У него было измученное землистое лицо.

У меня сжалось сердце.

– К сожалению, я ничего не могу вам предложить, кроме этого, – сказал он и достал из-за окна бутылку холодной воды.

Мы чокнулись и отпили по глотку.

Он с достоинством нес свою бедность.

– Я скоро умру, – сказал он бесстрастно.

Я стал говорить то, что всегда говорят в таких случаях, – убеждать, что он мнителен, что он ошибается.

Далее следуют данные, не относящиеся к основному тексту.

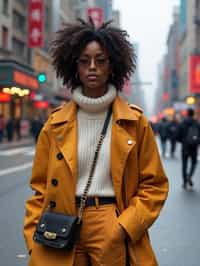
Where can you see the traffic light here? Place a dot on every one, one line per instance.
(42, 78)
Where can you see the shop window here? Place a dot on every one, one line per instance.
(18, 47)
(5, 7)
(19, 22)
(4, 37)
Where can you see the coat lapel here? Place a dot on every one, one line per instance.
(122, 143)
(65, 134)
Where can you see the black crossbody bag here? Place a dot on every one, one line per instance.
(61, 231)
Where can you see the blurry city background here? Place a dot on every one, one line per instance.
(28, 85)
(29, 90)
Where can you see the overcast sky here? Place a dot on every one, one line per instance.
(147, 23)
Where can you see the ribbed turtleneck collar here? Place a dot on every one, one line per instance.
(94, 105)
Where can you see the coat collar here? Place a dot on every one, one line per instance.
(67, 113)
(121, 111)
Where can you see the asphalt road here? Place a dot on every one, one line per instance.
(175, 235)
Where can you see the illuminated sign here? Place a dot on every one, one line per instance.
(4, 98)
(41, 104)
(35, 23)
(25, 80)
(194, 74)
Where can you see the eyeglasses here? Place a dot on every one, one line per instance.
(86, 62)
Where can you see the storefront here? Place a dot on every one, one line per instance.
(17, 81)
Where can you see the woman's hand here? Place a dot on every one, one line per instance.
(121, 231)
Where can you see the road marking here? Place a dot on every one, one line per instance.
(15, 169)
(10, 152)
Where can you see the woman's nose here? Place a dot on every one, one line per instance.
(92, 63)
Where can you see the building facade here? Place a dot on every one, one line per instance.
(20, 65)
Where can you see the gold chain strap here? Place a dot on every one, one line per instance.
(89, 182)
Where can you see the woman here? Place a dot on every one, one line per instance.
(128, 186)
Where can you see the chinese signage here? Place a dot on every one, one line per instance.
(183, 16)
(35, 33)
(127, 88)
(194, 74)
(26, 80)
(96, 14)
(4, 97)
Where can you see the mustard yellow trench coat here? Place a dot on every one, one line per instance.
(135, 167)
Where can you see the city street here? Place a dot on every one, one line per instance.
(175, 235)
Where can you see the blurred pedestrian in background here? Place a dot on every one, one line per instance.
(189, 136)
(2, 127)
(163, 134)
(10, 129)
(127, 188)
(36, 126)
(173, 127)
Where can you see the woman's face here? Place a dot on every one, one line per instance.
(94, 69)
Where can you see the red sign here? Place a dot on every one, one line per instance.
(96, 15)
(4, 98)
(127, 88)
(41, 104)
(35, 23)
(165, 96)
(25, 80)
(195, 74)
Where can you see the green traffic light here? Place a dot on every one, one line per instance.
(42, 77)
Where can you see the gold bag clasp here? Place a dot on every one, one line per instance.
(50, 235)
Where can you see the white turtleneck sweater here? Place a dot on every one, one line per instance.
(91, 117)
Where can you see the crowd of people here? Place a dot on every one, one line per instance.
(185, 131)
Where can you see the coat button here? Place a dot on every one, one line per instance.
(52, 204)
(59, 138)
(130, 142)
(59, 156)
(54, 182)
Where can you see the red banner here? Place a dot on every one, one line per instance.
(195, 74)
(35, 23)
(127, 88)
(4, 97)
(96, 14)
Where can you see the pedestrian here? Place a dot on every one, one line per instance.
(10, 129)
(173, 127)
(2, 127)
(126, 184)
(36, 126)
(189, 136)
(163, 134)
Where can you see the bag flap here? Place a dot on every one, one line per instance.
(56, 223)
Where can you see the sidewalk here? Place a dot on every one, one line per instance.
(28, 141)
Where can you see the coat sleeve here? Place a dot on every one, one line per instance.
(38, 181)
(144, 207)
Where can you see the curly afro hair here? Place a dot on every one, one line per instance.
(69, 41)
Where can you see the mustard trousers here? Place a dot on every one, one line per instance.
(98, 244)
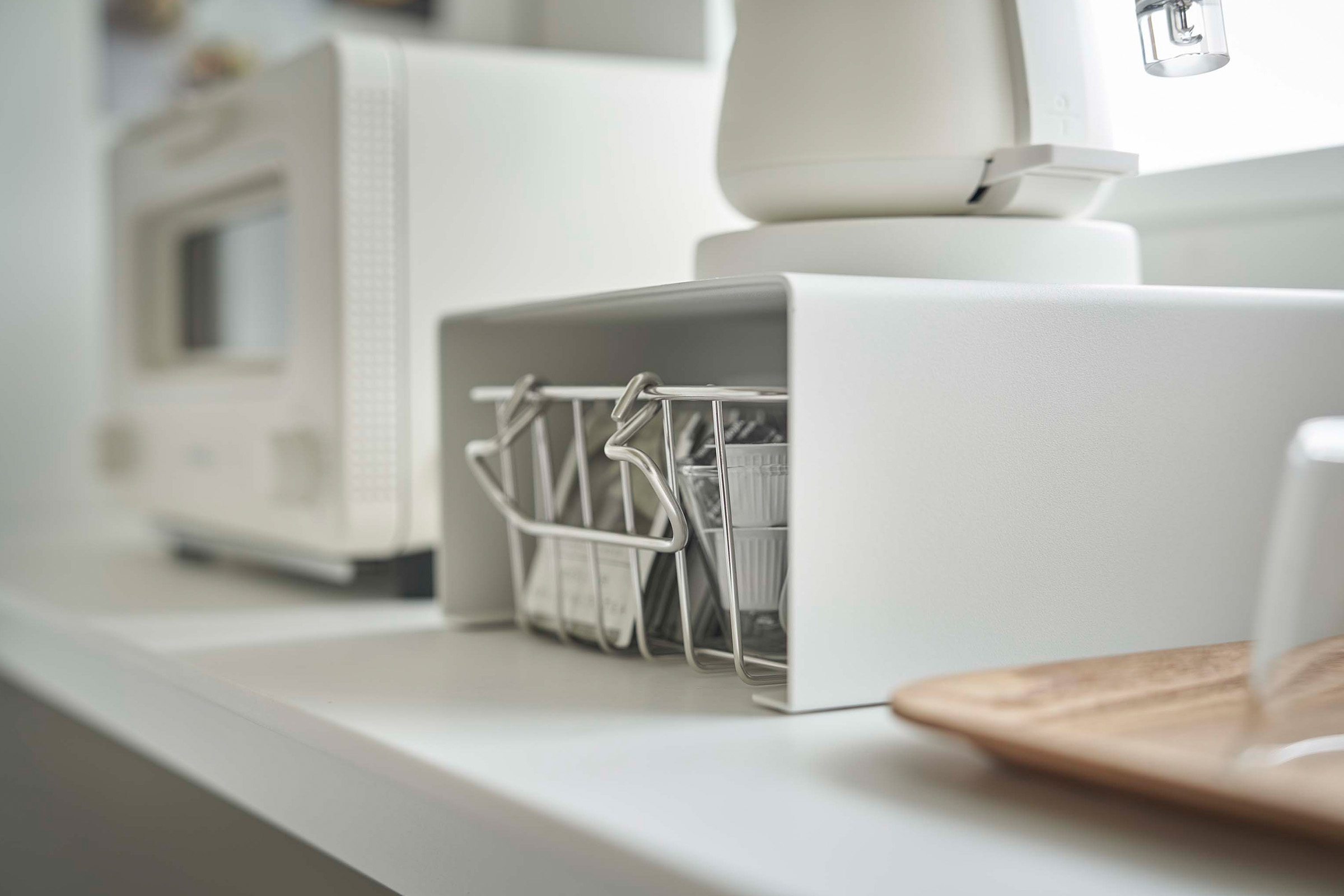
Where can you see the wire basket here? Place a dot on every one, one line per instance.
(548, 553)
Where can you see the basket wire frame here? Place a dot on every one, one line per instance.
(523, 409)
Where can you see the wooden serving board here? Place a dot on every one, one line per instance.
(1168, 725)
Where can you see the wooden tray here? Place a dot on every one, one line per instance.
(1167, 725)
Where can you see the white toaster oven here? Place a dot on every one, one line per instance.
(284, 248)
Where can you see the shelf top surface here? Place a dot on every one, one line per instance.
(652, 760)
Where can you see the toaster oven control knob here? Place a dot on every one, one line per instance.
(296, 465)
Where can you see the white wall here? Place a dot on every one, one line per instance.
(50, 253)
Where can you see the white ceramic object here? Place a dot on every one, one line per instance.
(1019, 250)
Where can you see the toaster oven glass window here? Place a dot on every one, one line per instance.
(232, 288)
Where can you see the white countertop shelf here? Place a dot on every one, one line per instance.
(456, 760)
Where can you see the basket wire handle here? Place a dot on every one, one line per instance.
(525, 406)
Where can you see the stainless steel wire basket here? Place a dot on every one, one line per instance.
(530, 408)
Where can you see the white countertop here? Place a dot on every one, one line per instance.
(448, 760)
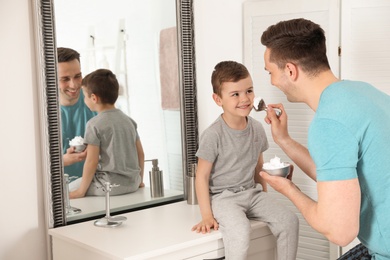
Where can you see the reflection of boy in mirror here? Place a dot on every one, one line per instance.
(229, 189)
(74, 112)
(114, 149)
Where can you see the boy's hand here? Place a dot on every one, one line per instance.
(72, 157)
(205, 225)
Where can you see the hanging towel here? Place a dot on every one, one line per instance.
(169, 70)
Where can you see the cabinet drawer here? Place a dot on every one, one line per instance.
(214, 255)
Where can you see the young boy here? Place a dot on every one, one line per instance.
(114, 149)
(229, 188)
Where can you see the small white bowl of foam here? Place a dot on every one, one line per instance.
(78, 143)
(277, 168)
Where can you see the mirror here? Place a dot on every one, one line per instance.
(116, 55)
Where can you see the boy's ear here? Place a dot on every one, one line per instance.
(94, 98)
(217, 99)
(292, 71)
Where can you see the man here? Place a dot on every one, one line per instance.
(348, 143)
(74, 112)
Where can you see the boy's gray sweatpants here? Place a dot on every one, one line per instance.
(233, 209)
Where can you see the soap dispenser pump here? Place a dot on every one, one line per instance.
(156, 180)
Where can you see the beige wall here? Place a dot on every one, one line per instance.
(22, 227)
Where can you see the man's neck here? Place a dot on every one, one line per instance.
(66, 102)
(104, 107)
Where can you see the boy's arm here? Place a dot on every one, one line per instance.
(89, 171)
(141, 161)
(258, 178)
(202, 192)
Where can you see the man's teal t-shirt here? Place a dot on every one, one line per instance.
(73, 121)
(349, 137)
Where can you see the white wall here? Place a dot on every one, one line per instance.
(22, 227)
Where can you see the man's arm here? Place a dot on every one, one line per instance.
(141, 161)
(72, 157)
(335, 214)
(294, 150)
(258, 178)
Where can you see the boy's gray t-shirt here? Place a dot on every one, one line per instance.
(234, 153)
(116, 135)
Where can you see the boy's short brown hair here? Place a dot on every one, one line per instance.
(227, 71)
(102, 83)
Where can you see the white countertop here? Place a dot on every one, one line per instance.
(145, 234)
(92, 206)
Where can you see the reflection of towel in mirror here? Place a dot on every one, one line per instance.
(169, 69)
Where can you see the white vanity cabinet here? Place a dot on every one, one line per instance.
(157, 233)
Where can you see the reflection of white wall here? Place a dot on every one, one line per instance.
(142, 20)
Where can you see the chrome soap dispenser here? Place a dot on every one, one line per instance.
(156, 180)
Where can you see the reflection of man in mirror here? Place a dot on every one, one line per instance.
(74, 112)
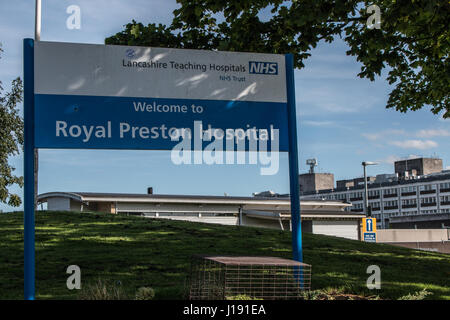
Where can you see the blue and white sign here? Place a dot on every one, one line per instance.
(121, 97)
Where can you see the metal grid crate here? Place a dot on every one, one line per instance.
(227, 277)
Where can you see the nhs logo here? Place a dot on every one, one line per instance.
(259, 67)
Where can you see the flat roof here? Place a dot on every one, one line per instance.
(372, 185)
(171, 198)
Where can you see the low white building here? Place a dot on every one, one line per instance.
(317, 216)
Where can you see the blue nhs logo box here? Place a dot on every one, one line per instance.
(261, 67)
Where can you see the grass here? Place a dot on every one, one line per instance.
(134, 252)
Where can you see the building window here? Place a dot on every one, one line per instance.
(389, 192)
(445, 186)
(409, 189)
(428, 187)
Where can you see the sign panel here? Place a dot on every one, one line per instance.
(121, 97)
(369, 229)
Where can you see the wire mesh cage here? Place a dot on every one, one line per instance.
(231, 277)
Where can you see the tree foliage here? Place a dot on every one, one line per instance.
(412, 43)
(11, 138)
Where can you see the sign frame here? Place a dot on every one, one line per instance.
(29, 165)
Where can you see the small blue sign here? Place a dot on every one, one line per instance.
(369, 224)
(370, 237)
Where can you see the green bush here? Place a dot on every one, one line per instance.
(102, 290)
(145, 293)
(419, 295)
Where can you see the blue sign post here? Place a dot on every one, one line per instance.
(29, 201)
(118, 97)
(293, 162)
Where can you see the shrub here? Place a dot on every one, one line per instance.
(145, 293)
(102, 290)
(419, 295)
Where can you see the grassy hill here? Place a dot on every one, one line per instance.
(138, 252)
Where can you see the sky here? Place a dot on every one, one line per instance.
(341, 119)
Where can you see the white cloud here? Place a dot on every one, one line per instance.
(382, 134)
(393, 158)
(415, 144)
(313, 123)
(433, 133)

– Я даже вам могу сказать, как это будет, – прервал он меня, не дослушав. – Я буду лежать в гробу, и когда меня начнут выносить, произойдет вот что: так как лестница узкая, то мой гроб начнут поворачивать и правым углом он ударится в дверь Ромашова, который живет этажом ниже.

Все произошло именно так, как он предсказал. Угол его гроба ударился в дверь драматурга Бориса Ромашова…

Его похоронили.

Теперь он бессмертен.

Раскинувши руки в виде распятия, но с ног до головы перекрученное на манер бургундского тирбушона-штопора, как бы перевитое лианами, перед нами мелькнуло и тут же померкло изваяние забытого всеми вьюна, невдалеке от которого под столетним сикомором сидел на камне босой будетлянин, председатель земного шара, с котомкой за плечами, с дорожным посохом, прислоненным к дереву, – нищий с заурядно-уездным лицом русского гения, обращенным к небу, словно бы говоря:

«…Пусть девы поют у оконца меж песен о древнем походе о верноподданном солнца самосвободном народе».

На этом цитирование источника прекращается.